Kadish acknowledged “the law is never the absolute ideal way to accomplish things,” but he believes Touro’s focus on it is part of what’s needed in the current climate.
“You’d hope that hate and racism and antisemitism could be combated through education and through just dealing with reasonable people,” he said. “But history has shown that the Civil Rights Act and other legislation have made a huge difference in prejudice in this country.
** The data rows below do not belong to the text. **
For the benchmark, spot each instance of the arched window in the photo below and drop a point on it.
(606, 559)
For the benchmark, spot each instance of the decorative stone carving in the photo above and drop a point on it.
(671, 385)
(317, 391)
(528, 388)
While we’d like to eliminate antisemitism on an intellectual and emotional level, the law has a very important role to play in helping do that.”
What campuses need, Eichler-Levine said, is broad Jewish studies offerings, beyond antisemitism studies, to address students’ rising demand for Jewish studies and curiosity about Jewish faith and culture in all of its “breadth and complexity.”
“I think part of being a college student is learning more about the world around you, because you’re coming of age, and I think learning about culture, religion and ethnicity is a big part of that,” she said. “It’s not that we don’t also need classes on the modern Middle East or the history of antisemitism, and we have those classes, but I think that students are really, really surprised by the things they don’t hear about in the newspaper.”